In August 1980, approximately 120 of "Australia's top young opinion-leaders" from a range of backgrounds (business and commerce, law, unions, education, politics, etc.) were gathered together in Melbourne for the Future Directions Conference, to discuss "the options facing Australia in the future".(69)

The five-day residential conference was held at LaTrobe University, and its main sponsors were: David Syme & Co. (which includes The Age newspaper, which heavily reported the event), the Commonwealth Government, the Commonwealth Fund of New York, and La Trobe University. Politicians from all of the major political parties attended.(70)

At the end of the Conference, The Age reported that "There was widespread agreement that there should be... closer links with Asia" and that "The conference drew attention to the growing importance of Australia's relations with Asia". The conference discussions produced "three significant and connected strands", one of which "was called Asianisation, the need for Australia to become much more [part] of its region" (the other two strands of thought were "feminisation" and "Aboriginalisation").(71)

During the conference, it was suggested that Australia be re-named "Austrasia", for such time as "Australia becomes part of Asia" - while "the assumption behind changing Australia into Austrasia was that, by 1990, 10 per cent of the Australian population would be Asian in origin" - and that "There is a further assumption that a multi-cultural Asianised Australian society, with a growing, diversified economy which takes account of regional needs, is preferred despite the stresses which will accompany its emergence".(72)

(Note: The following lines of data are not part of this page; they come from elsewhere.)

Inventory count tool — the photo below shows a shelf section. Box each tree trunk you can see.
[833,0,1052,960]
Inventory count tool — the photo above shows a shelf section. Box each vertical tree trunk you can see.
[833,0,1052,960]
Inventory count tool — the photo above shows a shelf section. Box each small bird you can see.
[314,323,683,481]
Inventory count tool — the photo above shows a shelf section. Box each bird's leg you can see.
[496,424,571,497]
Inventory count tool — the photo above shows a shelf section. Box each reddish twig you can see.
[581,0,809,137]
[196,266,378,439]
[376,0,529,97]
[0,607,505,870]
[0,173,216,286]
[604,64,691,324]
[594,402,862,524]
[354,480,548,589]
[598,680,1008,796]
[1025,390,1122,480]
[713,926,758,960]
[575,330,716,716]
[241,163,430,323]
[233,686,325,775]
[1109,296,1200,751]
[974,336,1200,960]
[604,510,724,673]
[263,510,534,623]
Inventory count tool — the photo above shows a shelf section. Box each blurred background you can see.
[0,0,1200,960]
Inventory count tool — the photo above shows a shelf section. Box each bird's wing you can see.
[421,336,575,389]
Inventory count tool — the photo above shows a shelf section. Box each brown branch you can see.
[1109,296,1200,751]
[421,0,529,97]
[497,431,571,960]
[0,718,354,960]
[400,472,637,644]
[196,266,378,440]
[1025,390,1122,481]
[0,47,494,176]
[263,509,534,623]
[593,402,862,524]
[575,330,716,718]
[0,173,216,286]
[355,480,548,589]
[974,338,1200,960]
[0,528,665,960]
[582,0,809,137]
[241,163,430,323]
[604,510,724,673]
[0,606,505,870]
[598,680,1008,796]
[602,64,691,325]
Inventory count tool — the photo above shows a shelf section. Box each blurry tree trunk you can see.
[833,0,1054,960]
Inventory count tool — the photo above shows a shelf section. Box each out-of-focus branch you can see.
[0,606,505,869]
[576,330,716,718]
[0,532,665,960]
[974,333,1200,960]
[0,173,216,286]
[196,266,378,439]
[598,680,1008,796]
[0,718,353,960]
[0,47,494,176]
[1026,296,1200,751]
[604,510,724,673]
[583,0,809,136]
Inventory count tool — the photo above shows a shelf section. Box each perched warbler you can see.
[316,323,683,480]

This conference would not have been the first time that politicians, business people, academics, or "fellow travellers" had spoken of a desire to give Australia an "Asian Future"; although it was one of the first times that such Establishment figures spoke openly of plans or desires for such an "Asian Destiny" - or of the possibility of Australia being "Asianised", or subject to the process of "Asianisation".

Such talk from Establishment figures - about aims and/or plans for an Asianised Australia - increased in the 1980s and 1990s.